Former Mayor Michael Bloomberg helped launch a total of 16 industrial business zones across the Bronx, Brooklyn, Queens and Staten Island in an attempt to foster an environment in which manufacturing jobs can thrive with help from various tax credits. The funding for that cause, however, continued to dip below the originally allocated $4 million originally budgeted for IBZs.
De Blasio’s campaign website touted a pro-industrial development agenda as part of his progressive vision and vowed to strengthen the city’s existing industrial business zones. That was partially what made the allocation elimination somewhat of a surprise to some within the IBZ community.
There were many possibilities that could explain the lack of funding, Renz said.
“It could just be an oversight. This is, after all, his first year putting a budget together and this item might have gotten lost somewhere along the way,” Renz said. “Maybe he’s looking to revamp the entire program and it will be in his final budget.”
Community Board 5 in July voted to support creating an industrial business zone in the area south of Myrtle Avenue between Cypress Avenue to the north, Irving Avenue to the south, Hancock street to the west and New York Connecting Railroad Bay Ridge Freight Line to the east. The proposal received overwhelming support from the board, including District Manager Gary Giordano and Chairman Vinny Arcuri.
When the city first launched the IBZ program in 2006, creating zones in places like Maspeth, Jamaica, Astoria, and Long Island City, it was an attempt to lure industrial and manufacturing businesses back to the area – which, like the rest of the country, experienced a mass exodus of such jobs in the 1990s as companies were drawn overseas by cheaper labor and production costs. As part of the IBZ program, companies that relocate to the area received a $1,000 tax credit per employee, up to 100 workers.

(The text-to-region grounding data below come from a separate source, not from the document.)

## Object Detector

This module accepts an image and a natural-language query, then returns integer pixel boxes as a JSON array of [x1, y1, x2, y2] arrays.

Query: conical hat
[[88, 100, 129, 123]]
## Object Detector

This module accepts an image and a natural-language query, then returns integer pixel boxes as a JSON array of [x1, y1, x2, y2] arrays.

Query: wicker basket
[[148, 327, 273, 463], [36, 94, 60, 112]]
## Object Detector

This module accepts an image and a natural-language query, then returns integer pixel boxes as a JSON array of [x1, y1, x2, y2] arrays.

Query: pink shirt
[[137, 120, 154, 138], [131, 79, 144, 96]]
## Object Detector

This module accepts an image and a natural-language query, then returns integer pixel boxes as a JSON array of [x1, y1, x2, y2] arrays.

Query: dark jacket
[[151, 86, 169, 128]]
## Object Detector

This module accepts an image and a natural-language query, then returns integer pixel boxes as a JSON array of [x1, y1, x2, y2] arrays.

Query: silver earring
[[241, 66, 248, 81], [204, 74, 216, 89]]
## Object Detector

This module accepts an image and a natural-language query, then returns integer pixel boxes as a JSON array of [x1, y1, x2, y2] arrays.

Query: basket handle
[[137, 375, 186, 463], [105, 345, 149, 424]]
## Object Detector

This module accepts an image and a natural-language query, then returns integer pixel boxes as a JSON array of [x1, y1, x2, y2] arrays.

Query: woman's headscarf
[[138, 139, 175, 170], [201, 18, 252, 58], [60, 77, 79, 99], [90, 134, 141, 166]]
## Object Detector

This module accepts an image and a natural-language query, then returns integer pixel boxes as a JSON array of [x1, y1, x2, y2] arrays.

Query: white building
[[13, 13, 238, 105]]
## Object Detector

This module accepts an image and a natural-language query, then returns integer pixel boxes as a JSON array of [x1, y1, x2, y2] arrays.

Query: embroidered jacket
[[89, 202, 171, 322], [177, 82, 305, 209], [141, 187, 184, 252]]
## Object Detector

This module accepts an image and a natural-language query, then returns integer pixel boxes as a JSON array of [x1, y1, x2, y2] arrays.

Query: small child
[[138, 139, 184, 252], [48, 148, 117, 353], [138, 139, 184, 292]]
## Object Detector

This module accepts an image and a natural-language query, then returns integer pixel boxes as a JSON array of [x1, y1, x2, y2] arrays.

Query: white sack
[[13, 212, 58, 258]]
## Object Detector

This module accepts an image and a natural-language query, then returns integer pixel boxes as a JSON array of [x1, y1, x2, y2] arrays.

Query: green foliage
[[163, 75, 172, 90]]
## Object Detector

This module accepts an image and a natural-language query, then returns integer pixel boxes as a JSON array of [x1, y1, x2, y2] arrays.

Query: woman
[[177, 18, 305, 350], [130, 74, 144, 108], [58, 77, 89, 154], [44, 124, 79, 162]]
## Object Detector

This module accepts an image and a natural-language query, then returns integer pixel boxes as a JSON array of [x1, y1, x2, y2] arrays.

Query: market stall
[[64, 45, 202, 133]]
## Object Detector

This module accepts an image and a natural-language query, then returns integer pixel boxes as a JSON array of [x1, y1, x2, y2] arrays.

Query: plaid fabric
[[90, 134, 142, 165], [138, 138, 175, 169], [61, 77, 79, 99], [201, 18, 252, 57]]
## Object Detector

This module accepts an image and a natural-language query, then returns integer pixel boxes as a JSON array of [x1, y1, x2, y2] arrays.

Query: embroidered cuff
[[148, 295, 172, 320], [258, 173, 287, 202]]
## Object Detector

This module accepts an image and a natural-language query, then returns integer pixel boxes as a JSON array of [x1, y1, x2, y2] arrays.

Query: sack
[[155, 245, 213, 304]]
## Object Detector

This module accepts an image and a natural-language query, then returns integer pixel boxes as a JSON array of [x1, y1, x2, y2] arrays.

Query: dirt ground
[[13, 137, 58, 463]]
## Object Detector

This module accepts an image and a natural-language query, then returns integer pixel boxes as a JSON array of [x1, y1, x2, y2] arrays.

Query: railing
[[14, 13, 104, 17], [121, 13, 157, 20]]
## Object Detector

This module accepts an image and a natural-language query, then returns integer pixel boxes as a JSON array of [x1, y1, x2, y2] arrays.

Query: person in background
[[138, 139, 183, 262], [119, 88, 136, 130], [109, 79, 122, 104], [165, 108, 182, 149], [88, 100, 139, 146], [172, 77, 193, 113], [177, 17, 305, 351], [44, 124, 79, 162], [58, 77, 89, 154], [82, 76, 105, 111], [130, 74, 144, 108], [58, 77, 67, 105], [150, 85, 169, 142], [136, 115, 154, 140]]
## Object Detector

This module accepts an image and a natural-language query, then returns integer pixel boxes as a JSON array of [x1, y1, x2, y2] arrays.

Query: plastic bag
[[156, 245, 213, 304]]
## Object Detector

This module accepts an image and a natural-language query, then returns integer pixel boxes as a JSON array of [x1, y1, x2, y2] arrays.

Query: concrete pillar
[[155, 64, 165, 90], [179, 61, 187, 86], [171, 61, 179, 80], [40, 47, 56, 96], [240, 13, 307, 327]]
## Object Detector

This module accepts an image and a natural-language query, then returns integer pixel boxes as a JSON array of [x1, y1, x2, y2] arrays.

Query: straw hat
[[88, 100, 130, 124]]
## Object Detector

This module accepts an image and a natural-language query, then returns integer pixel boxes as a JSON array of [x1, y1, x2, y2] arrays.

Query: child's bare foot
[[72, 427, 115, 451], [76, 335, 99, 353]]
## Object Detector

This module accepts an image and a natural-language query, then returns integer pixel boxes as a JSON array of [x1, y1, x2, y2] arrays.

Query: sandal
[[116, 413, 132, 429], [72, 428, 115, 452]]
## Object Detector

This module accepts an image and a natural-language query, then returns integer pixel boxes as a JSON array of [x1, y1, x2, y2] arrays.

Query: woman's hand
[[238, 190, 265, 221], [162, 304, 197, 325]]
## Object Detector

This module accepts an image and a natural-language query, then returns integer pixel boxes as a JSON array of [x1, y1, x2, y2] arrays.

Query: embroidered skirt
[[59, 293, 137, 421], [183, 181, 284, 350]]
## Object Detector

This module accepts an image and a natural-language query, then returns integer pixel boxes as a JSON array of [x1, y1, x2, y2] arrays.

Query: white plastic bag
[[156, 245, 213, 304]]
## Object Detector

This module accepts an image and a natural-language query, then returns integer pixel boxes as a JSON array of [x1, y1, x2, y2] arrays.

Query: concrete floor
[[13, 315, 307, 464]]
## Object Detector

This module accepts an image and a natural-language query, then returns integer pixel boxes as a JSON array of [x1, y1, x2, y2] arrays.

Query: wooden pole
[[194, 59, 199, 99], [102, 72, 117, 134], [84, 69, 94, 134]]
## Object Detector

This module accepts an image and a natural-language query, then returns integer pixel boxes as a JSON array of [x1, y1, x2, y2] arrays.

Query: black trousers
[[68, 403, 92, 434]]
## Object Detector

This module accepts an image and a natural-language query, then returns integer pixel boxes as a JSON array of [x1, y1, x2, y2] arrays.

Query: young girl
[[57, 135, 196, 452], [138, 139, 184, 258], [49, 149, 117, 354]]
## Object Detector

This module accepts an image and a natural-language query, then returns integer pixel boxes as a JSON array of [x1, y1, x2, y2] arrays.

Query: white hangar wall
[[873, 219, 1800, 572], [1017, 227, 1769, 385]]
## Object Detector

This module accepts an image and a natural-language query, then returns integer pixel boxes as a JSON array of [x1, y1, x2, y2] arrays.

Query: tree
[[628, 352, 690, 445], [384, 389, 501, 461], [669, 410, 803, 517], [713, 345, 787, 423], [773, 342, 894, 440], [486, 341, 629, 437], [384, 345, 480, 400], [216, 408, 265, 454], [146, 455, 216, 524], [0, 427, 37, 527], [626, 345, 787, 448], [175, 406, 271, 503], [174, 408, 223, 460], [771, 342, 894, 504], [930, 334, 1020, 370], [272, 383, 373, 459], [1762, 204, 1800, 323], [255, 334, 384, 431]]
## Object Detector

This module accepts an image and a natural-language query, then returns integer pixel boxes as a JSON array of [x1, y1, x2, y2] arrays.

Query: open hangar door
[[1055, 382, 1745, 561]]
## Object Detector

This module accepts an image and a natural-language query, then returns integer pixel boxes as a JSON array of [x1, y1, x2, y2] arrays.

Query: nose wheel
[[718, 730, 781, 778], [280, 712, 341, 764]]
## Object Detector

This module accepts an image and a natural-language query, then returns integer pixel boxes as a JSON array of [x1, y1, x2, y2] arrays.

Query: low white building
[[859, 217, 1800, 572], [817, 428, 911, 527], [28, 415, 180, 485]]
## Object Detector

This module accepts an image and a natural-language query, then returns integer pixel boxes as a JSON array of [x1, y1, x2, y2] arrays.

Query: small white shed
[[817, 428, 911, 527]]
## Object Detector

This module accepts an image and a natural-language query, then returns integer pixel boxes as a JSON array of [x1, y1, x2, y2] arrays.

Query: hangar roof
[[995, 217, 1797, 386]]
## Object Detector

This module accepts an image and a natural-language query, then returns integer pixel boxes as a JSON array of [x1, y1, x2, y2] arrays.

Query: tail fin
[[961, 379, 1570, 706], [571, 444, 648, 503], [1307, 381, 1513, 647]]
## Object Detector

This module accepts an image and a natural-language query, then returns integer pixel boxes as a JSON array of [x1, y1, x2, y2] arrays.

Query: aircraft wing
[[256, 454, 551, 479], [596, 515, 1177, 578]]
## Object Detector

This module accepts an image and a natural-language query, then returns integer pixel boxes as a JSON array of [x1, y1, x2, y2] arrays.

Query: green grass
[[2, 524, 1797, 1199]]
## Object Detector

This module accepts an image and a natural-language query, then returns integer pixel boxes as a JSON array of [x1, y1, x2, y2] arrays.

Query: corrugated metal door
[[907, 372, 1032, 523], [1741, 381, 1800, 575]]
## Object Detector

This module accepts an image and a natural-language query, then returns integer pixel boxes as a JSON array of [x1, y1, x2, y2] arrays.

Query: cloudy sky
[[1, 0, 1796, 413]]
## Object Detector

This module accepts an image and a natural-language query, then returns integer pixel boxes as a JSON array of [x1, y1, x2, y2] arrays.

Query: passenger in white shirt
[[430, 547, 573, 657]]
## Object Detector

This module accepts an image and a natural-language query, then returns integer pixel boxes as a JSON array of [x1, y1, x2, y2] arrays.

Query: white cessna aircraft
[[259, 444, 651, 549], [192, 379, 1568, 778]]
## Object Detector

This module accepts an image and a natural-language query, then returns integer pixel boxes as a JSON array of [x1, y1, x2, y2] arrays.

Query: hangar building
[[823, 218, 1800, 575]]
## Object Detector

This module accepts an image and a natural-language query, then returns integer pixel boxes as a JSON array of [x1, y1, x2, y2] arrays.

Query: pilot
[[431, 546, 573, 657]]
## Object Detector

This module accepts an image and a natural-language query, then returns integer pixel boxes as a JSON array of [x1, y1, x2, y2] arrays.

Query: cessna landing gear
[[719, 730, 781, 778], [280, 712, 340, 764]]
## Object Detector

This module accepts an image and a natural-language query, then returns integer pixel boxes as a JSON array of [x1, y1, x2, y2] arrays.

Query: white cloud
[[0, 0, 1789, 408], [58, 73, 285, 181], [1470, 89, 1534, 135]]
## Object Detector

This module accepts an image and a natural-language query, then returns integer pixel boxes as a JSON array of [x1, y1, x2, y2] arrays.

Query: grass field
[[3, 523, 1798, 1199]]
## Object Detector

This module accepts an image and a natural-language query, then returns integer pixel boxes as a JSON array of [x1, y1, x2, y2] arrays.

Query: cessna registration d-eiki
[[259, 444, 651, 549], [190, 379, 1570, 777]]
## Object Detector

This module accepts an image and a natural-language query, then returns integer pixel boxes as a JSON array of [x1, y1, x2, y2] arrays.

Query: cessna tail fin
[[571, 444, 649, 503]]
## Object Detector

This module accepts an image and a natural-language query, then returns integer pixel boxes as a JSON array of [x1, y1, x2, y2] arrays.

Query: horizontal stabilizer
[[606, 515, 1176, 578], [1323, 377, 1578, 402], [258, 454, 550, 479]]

The program, many CB 5 members said, would rejuvenate an area that had once had hundreds of knitting mills and textile factories lining its streets – places that made supplies fort hose fighting in World War II and, at one point, as much as one-quarter of the sweaters purchased in the United States.
And while board members have said it’s unlikely those kind of factories would return to Ridgewood, it was expected that an IBZ would have drawn smaller companies to open in the expansive factory buildings, such as architects and design firms.
Jean Tanler of the Maspeth Industrial Business Zone said IBZs provided a boon to small businesses within them and deserved adequate funding within the mayor’s budget. But Eric Palatnik, an attorney who represents some of the properties along Irving Avenue, testified at a CB 5 meeting over the summer that an industrial business zone would be hard to accomplish if property owners were unable to find tenants.
Either way, the Ridgewood resident said he was still hopeful someone would step up to the plate in the end to make sure the adequate funding is set aside. He cited times in the past when former City Councilwoman Diana Reyna helped take the IBZ reins to restore funding into last year’s Bloomberg budget and hoped a similar savior awaited.
“I would hope the City Council can help in restoring these funds,” Renz said. “In my opinion, they should be even higher because the program was cut under Bloomberg. We’re still very much committed to our industrial sector and we hope as the mayor moves forward in his agenda, we will get a clearer consensus of where he’s headed.”